THE RELUCTANT POLITICIAN Dr. Galicano C. Apacible
Demosthenes would have been speechless over democracy Pinoy style.
Our founding fathers set the tone. Members of the Malolos Congress (1898) were theoretically from everywhere but it’s strange that Pedro Paterno of Manila represented Ilocos Norte and his brother Maximino, Bongao (that’s in Tawi Tawi). Benito Legarda also of Manila was delegate from Tiagan (wherever that is), Leon Guerrero from Surigao and Makati’s Pio del Pilar, from Negros Occidental. Tiburcio Hilario of Pampanga spoke for Iloilo and Batangueños Sotero Laurel for a place called Tutaan and León Apacible for Lepanto up in the Cordilleras, although that was okay because he was there in exile.
From the Spanish way (no national elections) and the Filipino way, we switched to the American way even before President Emilio Aguinaldo was captured in 1901. Within the decade, political parties had been formed and provinces and cities already had elected leaders.
In Batangas, Partido Nacionalista leaders were unhappy with the then governor and they asked Dr. Galicano C. Apacible to run for the post in the 1908 elections. Though a private citizen, Apacible an active Nacionalista. He had been active in the Propaganda and independence movements and his personal reputation was the highest. Apacible was clearly a “winnable.”
In Spain as a medical student, Apacible was in the front lines of the Propaganda Movement, founder and first President of Barcelona’s La Solidaridad Association that published the fortnightly La Solidaridad. He was also with the exiled Aguinaldo government in Hong Kong, the scrupulously honest custodian of the revolution’s funds intended for the purchase of arms and ammunition. During the Filipino-American War, he served as chairman of the Comité Central Filipino that sought world recognition of Philippine independence.
Apacible nixed the idea of running for governor. He did not wish to abandon his medical practice and wanted to rebuild his personal finances. The reelectionist governor was a friend and besides all that he was a bad public speaker.
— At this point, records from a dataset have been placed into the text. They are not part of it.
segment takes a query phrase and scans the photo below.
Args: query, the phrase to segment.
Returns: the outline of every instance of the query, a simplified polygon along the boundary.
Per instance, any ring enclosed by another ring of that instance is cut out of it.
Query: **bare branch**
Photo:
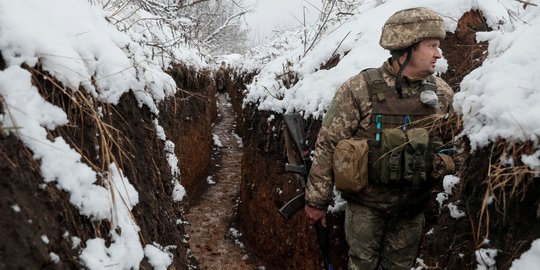
[[[535,7],[538,6],[538,5],[535,4],[535,3],[531,3],[530,0],[516,0],[516,1],[518,1],[518,2],[520,2],[520,3],[523,3],[523,9],[527,9],[527,6],[528,6],[528,5],[535,6]]]
[[[223,24],[222,24],[220,27],[218,27],[216,30],[214,30],[214,32],[210,33],[210,35],[208,35],[208,36],[204,39],[203,42],[204,42],[204,43],[210,42],[210,40],[212,40],[217,34],[219,34],[221,31],[223,31],[223,29],[225,29],[225,28],[231,26],[231,25],[232,25],[232,24],[231,24],[231,21],[232,21],[233,19],[238,18],[238,17],[241,17],[241,16],[243,16],[243,15],[245,15],[245,14],[247,14],[247,13],[248,13],[248,11],[241,11],[241,12],[238,12],[238,13],[236,13],[236,14],[233,14],[233,15],[229,16],[229,17],[225,20],[225,22],[223,22]]]
[[[304,56],[306,56],[306,54],[309,52],[309,50],[311,50],[311,48],[313,48],[313,46],[315,45],[315,42],[319,38],[319,35],[322,33],[322,30],[324,29],[324,26],[326,25],[326,23],[328,22],[328,19],[330,18],[330,14],[332,13],[332,10],[334,9],[335,3],[336,3],[336,1],[332,1],[332,5],[330,6],[330,10],[328,11],[327,14],[325,14],[325,17],[323,19],[322,24],[319,26],[319,29],[317,29],[317,34],[315,34],[315,37],[313,38],[313,42],[311,42],[309,47],[304,51]]]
However, Apacible could not refuse some 40 senior Batangas political and economic leaders who reasoned with him and promised to do all the necessary spending and speaking. As planned, Apacible spent nothing and hardly spoke during the campaign. Without mass or social media then, campaigning meant rallies in town after town. Apacible seldom gave a speech; his companions did the orating. Much to his surprise, Apacible won and, true to form, gave of his best as governor.
The Second Philippine Assembly elections came up and Apacible was persuaded to run as assemblyman. He spent the ridiculous amount of ₱220 and beat his opponent by 490 votes. He ran for reelection in the Third Assembly and was again reelected, still with friends doing the speaking and spending. Apacible was in the legislature from 1910 to 1916, posting a distinguished record and serving among others as committee chairman of appropriations and of public Works, and as majority floor leader.
Four friends offered to finance Apacible’s candidacy for a hotly contested third term, raising among themselves ₱40,000, not a small sum in those days. He turned them down politely, saying, “The idea of being a slave or instrument of four financial magnates, supporters of my election, frightened me. Under those conditions I would lose my independence and freedom of action.” For the same reason and to the same friends, he refused the post of resident commissioner at Washington, D.C.
He begged off from Governor-General Francis Burton Harrison’s offer of secretary of the interior but agreed to be secretary of agriculture and natural resources, a post that as always he served with distinction. Apacible retired in 1921 with cash in bank of ₱12,000, his savings after 14 years of high government service.
We’ve had many elections in the century since Apacible last ran for office. Some are stuck in memory: the catchy tune Mambo Mambo Magsaysay and Quirino’s ₱5,000 bed; Imelda and Danding splitting the vote; Roco’s sickness, FPJ’s loss, and Gloria’s phone tap (“Hello Garci!”); Marcos goaded into a snap election; Cory’s takeover, death and PNoy’s candidacy; Grace Poe’s citizenship and the last election where I couldn’t vote because my name had disappeared.
And now we are about to choose from among the incumbent vice president, a former provincial governor and senator, a champion boxer, a city mayor, and a police chief. That’s as of now. There could be other aspirants—movie stars, comedians, whatever, in their place by May next year.
America may not have succeeded in teaching us Abraham Lincoln’s definition, “Democracy is a rule of the people, for the people, and by the people” but our homegrown version is certainly more interesting.
(more on Dr. Galicano C. Apacible next week)
Note: This article is based on Encarnacion Alzona, Galicano Apacible: Profile of a Filipino Patriot (Manila: National Historical Institute, 1971).